Theodore Muth, Ph.D.

City University of New York

Theodore Muth, Ph.D. is an associate professor in the biology department. His lab's research studies the microbial communities of urban soils and green infrastructure. A fundamental question driving our research is how humans impact urban microbial communities, and in what ways does the intensity of human activity influence the composition of these bacterial communities? Importantly, he wonders how bacterial diversity is impacted, and how this influences the critical nutrient and geochemical cycles that soil and water bacterial communities are known to contribute to in less disturbed environments?

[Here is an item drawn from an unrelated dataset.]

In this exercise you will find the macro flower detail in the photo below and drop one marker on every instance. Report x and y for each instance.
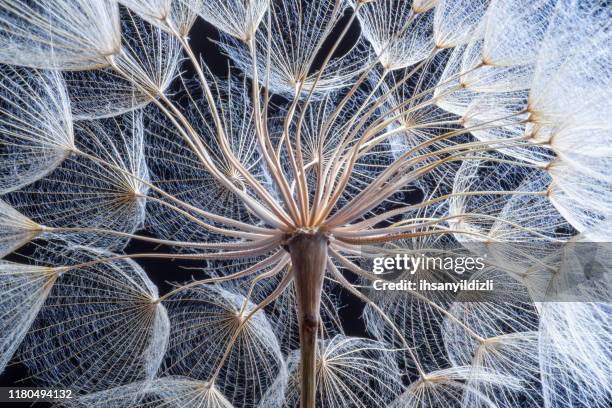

With increasing urbanization at a global level, sustainable use and management of urban soils is needed in order to maximize the ecosystem services these soils are able to provide. He analyzes urban microbial communities using metagenomic approaches coupled with next generation DNA sequencing. The Muth lab also studies the infectious mechanism of the plant pathogen, Agrobacterium tumefaciens.
 
Muth graduated from Haverford College with a BS in Biology in 1993, where he worked with Dr. Lois Banta studying the type IV secretion system of A. tumefaceins. For his thesis work, Muth studied molecular mechanisms of protein sorting in epithelial and neuronal cells in the lab of Dr. Michael Caplan at Yale University in the cell biology department, graduating in 1998. Muth went on for postdoctoral training in microbiology, studying multidrug resistance transporters with Dr. Shimon Shuldiner at the Hebrew University of Jerusalem, and returned to work with A. tumefaciens in the lab of Dr. Patricia Zambryski at UC Berkeley. He joined the faculty at City University of New York, Brooklyn College in 2000.